The ellipsis is used to indicate that portions of the quote have been omitted. The ellipsis can also be used to indicate a break in the action. For example, if a speaker pauses while thinking about how to continue, then a period would be used instead.
The ellipsis, which appears as three consecutive periods in books and news reports, is one of the most misinterpreted punctuation marks in the English language. The ellipsis, on the other hand, is a punctuation mark that has a specific purpose in both formal and informal writing styles. It can be used to indicate that part of a sentence or phrase is missing or cannot be read.
An ellipsis is used when there is information worth saving, but not enough space to include it all. For example, if I were to write a book about my experiences as a new mother, I would probably want to include an excerpt from "Parenthood: An Unofficial Guide" by Sara Maitland. However, given that this is only a few sentences, I would leave out most of what she wrote about childhood diseases and focus more on pregnancy and childbirth instead.
The use of an ellipsis can be very stylistic.
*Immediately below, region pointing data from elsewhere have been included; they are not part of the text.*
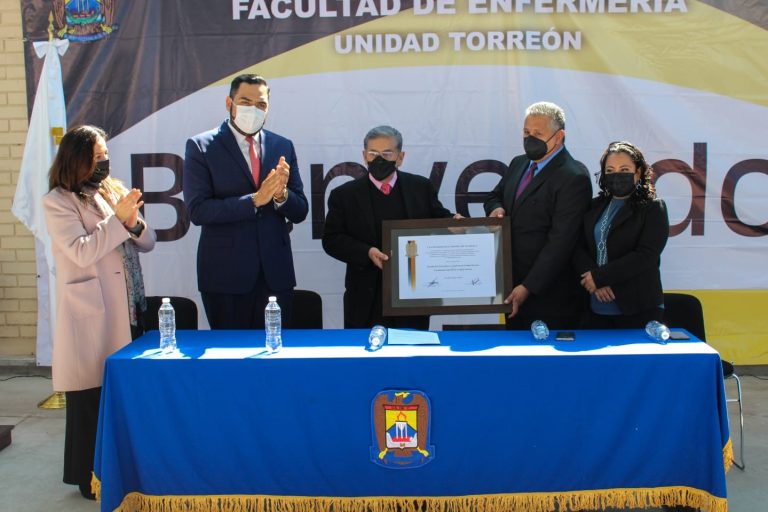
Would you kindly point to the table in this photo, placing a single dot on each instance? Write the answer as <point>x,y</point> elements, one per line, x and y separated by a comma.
<point>611,419</point>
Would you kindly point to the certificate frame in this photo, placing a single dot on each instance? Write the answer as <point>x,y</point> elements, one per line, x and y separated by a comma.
<point>488,232</point>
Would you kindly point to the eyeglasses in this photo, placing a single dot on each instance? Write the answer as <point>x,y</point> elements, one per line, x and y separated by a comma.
<point>386,155</point>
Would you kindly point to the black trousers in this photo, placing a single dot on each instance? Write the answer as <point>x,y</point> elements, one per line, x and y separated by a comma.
<point>81,422</point>
<point>80,435</point>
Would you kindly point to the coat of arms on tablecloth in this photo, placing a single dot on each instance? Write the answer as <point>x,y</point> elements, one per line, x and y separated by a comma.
<point>400,423</point>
For example, some writers like to use ellipses in dialogue to show where someone has been interrupted while talking. Other writers avoid using ellipses in dialogue because they feel that it breaks the flow of the conversation.
In academic writing, the use of an ellipsis is required after a citation unless the author wants to reveal the source's true identity. In cases where the author's intention is to conceal the source, then the citation should be complete with only the last name omitted.